MILLER v. SEEBERGER, Collector.

Circuit Court, N. D. Illinois.

July 31, 1890.

CUSTOMS DUTIES—CLASSIFICATION—BROWN GREASE.

The fatty matter known as “de gras,” or brown grease, obtained from wool in the process of cleansing, and principally used by tanners for stuffing leather, which remains of about the solidity of lard at the ordinary temperature, is not dutiable as an “expressed” or “rendered” oil, under the tariff act of March 3, 1883, cl. 92, (Heyl,) but as grease “not specially enumerated,” under clause 437.

At Law.

Shuman & Defrees, for complainant.

W. G. Ewing, U. S. Dist. Atty., for defendant.

BLODGETT, J. Plaintiff imported an article known as “de gras,” or brown grease, upon which the collector assessed a duty at the rate of 25 per cent. ad valorem, as “expressed oil” or “rendered oil,” under clause 92 of Heyl's Arrangement of the Tariff Act of March 3, 1883. Plaintiff insisted that the article in question was dutiable under clause 437 of Heyl, which reads: “Grease, all not specially enumerated or provided for in this act, ten per centum ad valorem,“— paid the duties under protest, appealed to the secretary of the treasury, by whom the action of the collector was affirmed, and now brings this suit in apt time to recover the excess of duties so paid. The proof shows that the commodity in question is the fatty matter which is obtained from wool in the process of cleansing for manufacture, it being perhaps well known that all wools contain more or less of this peculiar fatty substance, and of late years it has become the usage, among manufacturers of woolen goods, especially in France, Germany, and Belgium, to save this fatty or greasy substance, and it has gone into use, mainly by tanners, for stuffing 262leather. It is not a liquid or fluid oil, but at the ordinary temperature maintains about the same degree of solidity as lard. It has some peculiar qualities,—for instance, only a small proportion of it will unite with alkali and form soap, and yet it is very penetrating, and makes leather very soft and pliable.

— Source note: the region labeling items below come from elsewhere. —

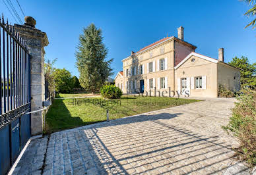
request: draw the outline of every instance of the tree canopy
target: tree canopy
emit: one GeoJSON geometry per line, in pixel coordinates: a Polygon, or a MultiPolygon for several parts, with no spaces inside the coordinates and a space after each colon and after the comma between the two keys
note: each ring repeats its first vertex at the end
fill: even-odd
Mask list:
{"type": "Polygon", "coordinates": [[[241,70],[241,86],[256,86],[256,63],[250,64],[248,59],[242,56],[241,58],[237,57],[233,58],[232,61],[228,63],[228,64],[240,68],[241,70]]]}
{"type": "MultiPolygon", "coordinates": [[[[244,15],[250,16],[256,15],[256,0],[243,0],[249,5],[252,6],[252,8],[249,9],[244,15]]],[[[256,18],[255,18],[245,28],[252,26],[253,29],[256,27],[256,18]]]]}
{"type": "Polygon", "coordinates": [[[98,91],[108,77],[113,74],[110,68],[113,59],[106,60],[108,49],[102,40],[101,30],[91,24],[80,35],[75,53],[80,84],[93,93],[98,91]]]}

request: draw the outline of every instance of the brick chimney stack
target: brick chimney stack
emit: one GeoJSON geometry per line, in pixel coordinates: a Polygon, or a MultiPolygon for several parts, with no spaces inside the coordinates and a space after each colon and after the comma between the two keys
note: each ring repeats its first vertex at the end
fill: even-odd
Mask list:
{"type": "Polygon", "coordinates": [[[183,26],[180,26],[177,28],[177,38],[184,40],[184,28],[183,26]]]}
{"type": "Polygon", "coordinates": [[[218,61],[224,62],[224,48],[218,49],[218,61]]]}

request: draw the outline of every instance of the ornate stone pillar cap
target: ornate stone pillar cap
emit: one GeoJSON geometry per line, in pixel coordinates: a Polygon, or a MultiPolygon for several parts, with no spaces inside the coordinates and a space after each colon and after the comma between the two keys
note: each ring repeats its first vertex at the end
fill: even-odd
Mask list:
{"type": "Polygon", "coordinates": [[[24,25],[29,26],[32,27],[32,28],[35,27],[35,26],[36,24],[36,21],[33,17],[29,16],[26,16],[24,19],[25,20],[24,25]]]}

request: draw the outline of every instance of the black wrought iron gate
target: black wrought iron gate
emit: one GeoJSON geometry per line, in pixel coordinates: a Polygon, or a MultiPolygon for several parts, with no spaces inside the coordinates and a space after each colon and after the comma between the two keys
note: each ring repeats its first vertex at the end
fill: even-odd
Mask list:
{"type": "Polygon", "coordinates": [[[30,64],[25,42],[0,19],[0,174],[8,172],[31,136],[30,64]]]}

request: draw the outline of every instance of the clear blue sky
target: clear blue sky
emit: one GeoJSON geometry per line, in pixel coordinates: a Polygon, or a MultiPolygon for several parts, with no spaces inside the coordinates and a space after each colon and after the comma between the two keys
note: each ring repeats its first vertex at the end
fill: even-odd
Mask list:
{"type": "MultiPolygon", "coordinates": [[[[6,1],[6,0],[4,0],[6,1]]],[[[23,20],[16,0],[10,0],[23,20]]],[[[185,40],[197,47],[196,52],[217,58],[225,49],[225,62],[235,56],[256,62],[256,30],[243,28],[252,20],[243,16],[249,7],[230,1],[25,1],[19,0],[25,15],[33,16],[36,27],[47,33],[49,44],[46,59],[58,58],[56,67],[79,76],[75,51],[82,28],[93,22],[102,30],[108,59],[114,58],[115,74],[131,51],[168,36],[177,36],[184,27],[185,40]]],[[[15,20],[0,1],[0,12],[15,20]]]]}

It is not, as the proof shows, an “expressed oil” nor a “rendered oil,” but it is gathered from the water with which the wool is washed by several processes, which have been lately put in use.

The case bears, I think, wholly upon the question of fact as to whether this is an “expressed” or “rendered oil.” The ordinary definition of oil is a fatty or oleaginous substance, which remains fluid in ordinary temperature; and by the term “ordinary temperature” in these definitions I think is meant the temperature at which the animal system comfortably exists. It does not mean a temperature so cool as that artificial heat is requisite for personal comfort, nor so warm that persons are uncomfortable by reason of the heat, but the ordinary temperature in which people work and study with comfort. The substance here in question is solid at this ordinary temperature, and hence it cannot, I think, be classed as an oil, but, by reason of the chief use to which it has so far been applied in this country, it seems to me to come clearly within the definition of “grease not otherwise enumerated,” and should have been assessed for duty at 10 per cent. ad valorem.